Darius Alvin Brown (alternatively Darious; November 3, 1869 â November 3, 1938) was an American lawyer and politician. A Republican, he served as the 36th mayor of Kansas City, Missouri from 1910 to 1912.
Darius Alvin Brown was born on November 3, 1869, in Wabaunsee County, Kansas. At age six, he and his family moved to Topeka to avoid prairie fires caused by drought. Throughout his childhood, he worked as a paperboy and shoeshiner, and during summers, was a drover and transported sand and gravel. He attended public school in Topeka, graduating high school at age 16.
After high school, Brown worked for the Atchison, Topeka and Santa Fe Railway and played the clarinet for an opera house at night. He was an aspiring actor, though shifted to law after meeting Charles Curtis, who was a district attorney at the time. Beginning in 1891, he studied at the University of Michigan Law School, by suggestion of some Topeka lawyers. He subsidized himself by working again as a clarinetist, as well as a stenographer. He graduated in 1893.

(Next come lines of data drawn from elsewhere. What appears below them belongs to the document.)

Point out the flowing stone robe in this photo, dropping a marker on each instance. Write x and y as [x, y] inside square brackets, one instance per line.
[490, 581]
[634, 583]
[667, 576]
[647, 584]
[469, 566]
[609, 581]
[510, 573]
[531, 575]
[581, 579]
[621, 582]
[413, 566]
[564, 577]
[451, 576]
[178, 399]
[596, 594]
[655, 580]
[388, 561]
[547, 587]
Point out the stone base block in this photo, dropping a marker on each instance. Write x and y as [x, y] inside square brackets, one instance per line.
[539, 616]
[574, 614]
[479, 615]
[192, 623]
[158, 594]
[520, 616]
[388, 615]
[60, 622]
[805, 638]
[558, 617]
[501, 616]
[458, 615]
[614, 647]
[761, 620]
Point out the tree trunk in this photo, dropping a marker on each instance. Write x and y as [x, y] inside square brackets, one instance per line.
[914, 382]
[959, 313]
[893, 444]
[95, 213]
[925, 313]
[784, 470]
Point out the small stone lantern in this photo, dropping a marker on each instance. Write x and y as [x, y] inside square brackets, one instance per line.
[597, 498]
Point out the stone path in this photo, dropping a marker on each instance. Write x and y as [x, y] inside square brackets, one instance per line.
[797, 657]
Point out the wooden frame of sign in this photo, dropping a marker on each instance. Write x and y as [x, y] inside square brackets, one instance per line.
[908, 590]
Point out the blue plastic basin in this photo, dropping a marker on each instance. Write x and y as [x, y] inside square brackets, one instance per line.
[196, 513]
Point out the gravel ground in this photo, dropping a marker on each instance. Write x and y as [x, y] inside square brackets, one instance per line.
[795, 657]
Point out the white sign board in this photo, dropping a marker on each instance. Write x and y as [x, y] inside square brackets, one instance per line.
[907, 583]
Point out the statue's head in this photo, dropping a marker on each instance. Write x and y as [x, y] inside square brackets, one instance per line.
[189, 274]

Brown moved to Kansas City, Missouri in 1891, with $2.50 to his name. In 1898, he was elected district attorney. He later served as circuit court judge. In 1905, he was apointed court stenographer, which was the last office he held before becoming mayor. In 1908, he was elected alderman from the Fifth Ward, as which he challenged a local streetcar company. This made him popularity among the people of Kansas City, so he entered the Republican primaries for mayor of Kansas City. He won the primaries with the largest number of votes in the city's history, at the time. He won the mayoral election, serving as mayor from 1910 to 1912. In 1911, he was a president of the National League of Cities convention, held in Atlanta.
On November 6, 1928, Brown returned to serving on the Circuit Court (as its only Republican seat), which he held until his death.
Politically, Brown was progressive. In December 1910, he vetoed an ordinance which required women to cover the sharp tip of their hatpins; he was overruled by the alderman's board. He also urged working women to fight for better wages while speaking at a Loyal Order of Moose event, on July 19, 1916.
On February 9, 1899, Brown married Nellie Prescott Brown (died 1937); they two children together. He was a member of Loyal Order of Moose, which he served as "supreme dictator" of in 1920. He was also a member of the Shriners, and held every one of its offices at his local shrine.
On November 2, 1938, he underwent prostate surgery at the Research Medical Center, and on November 3, he died from pneumothorax; his doctors described his circumstances of death as unusual. He died on his 69th birthday. His term as judge was to expire on July 1, 1941.